Exercises
Practice makes progress - with AI-powered feedback.
How Exercises Work
Exercises are practical challenges embedded within each learning module. Unlike the conversational evaluation, exercises focus on specific skills and give you hands-on practice applying what you've learned.
Each exercise presents a realistic scenario where you need to demonstrate a particular AI skill. You might be asked to:
- Write a prompt that accomplishes a specific task
- Analyze an AI output and identify issues
- Design a workflow that incorporates AI effectively
- Evaluate different approaches to an AI-assisted problem
- Refine or improve a given prompt
Exercises are optional but highly recommended. They're where theory meets practice.
AI Grading System
When you submit an exercise, an AI evaluator analyzes your response across multiple dimensions:
Correctness
Does your response achieve the stated objective?
Completeness
Did you address all aspects of the challenge?
Best Practices
Does your approach follow established AI interaction patterns?
Clarity
Is your response clear, well-structured, and unambiguous?
The AI grader evaluates your submission within seconds, giving you immediate insight into your performance. This rapid feedback loop accelerates learning compared to waiting for human review.
Feedback You Receive
After submitting an exercise, you receive comprehensive feedback including:
Performance Score
A score indicating how well your submission addressed the exercise requirements.
Detailed Analysis
Specific commentary on what worked well and what could be improved in your approach.
Example Solutions
After submission, you can view example responses that demonstrate best practices.
Improvement Suggestions
Actionable tips for how to enhance your skills in the specific area tested.

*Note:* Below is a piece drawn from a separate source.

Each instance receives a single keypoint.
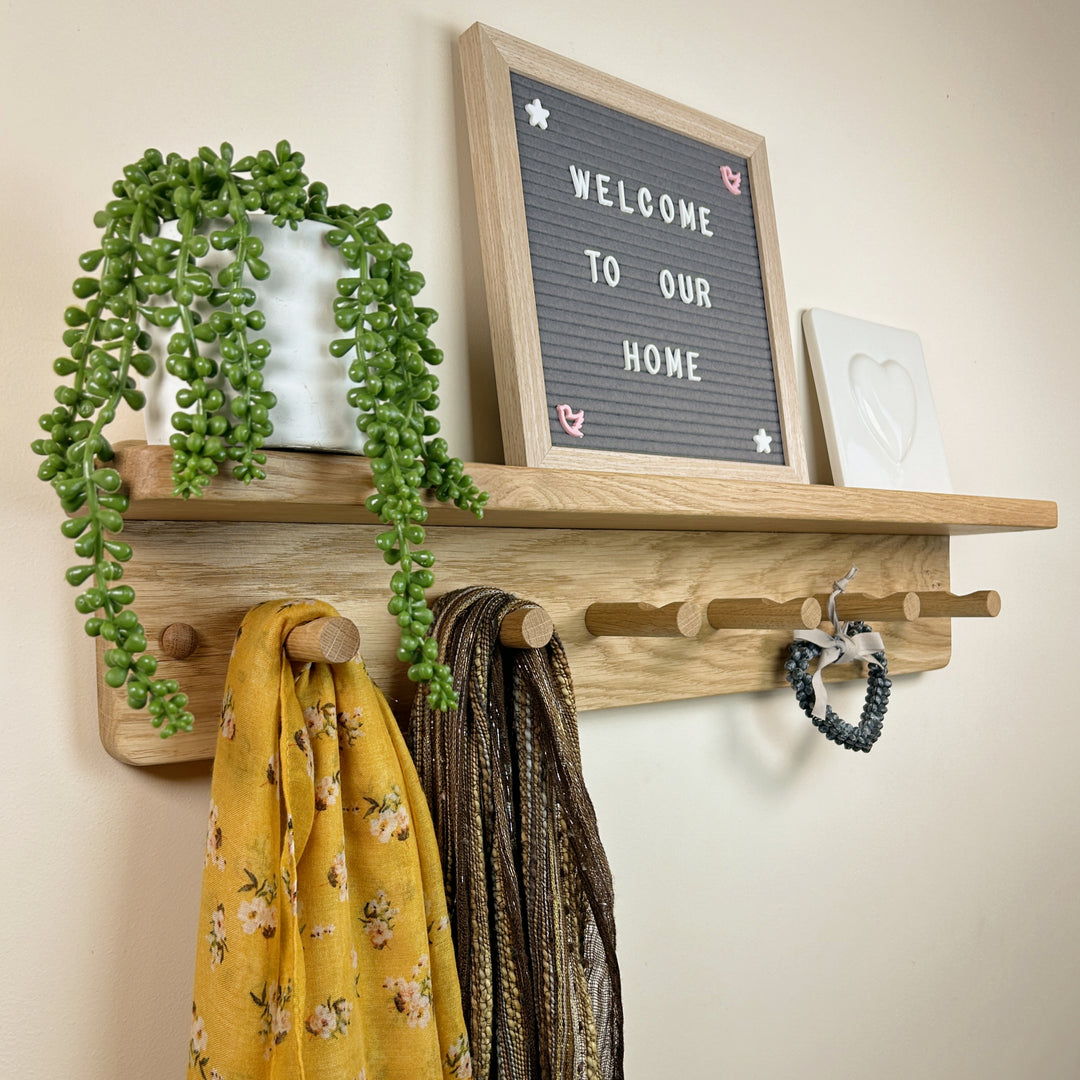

This feedback is designed to be educational, not judgmental. The goal is to help you understand how to improve, not just tell you whether you were "right" or "wrong."
Improving Through Practice
The most effective way to improve your AI fluency is through deliberate practice:
- Attempt the exercise - Give it your best shot without looking at hints
- Review the feedback - Read the AI analysis carefully
- Study the example solutions - Compare your approach to best practices
- Retry if desired - You can submit improved versions to see your progress
- Apply in real life - Use what you've learned in actual AI interactions
Key insight: Don't skip exercises even if you feel confident. Often, the act of articulating your knowledge reveals gaps you didn't know existed. And if you do know the material well, exercises reinforce that knowledge.
Exercise results contribute to how future module content adapts to you, so engaging with exercises helps create a more personalized learning experience.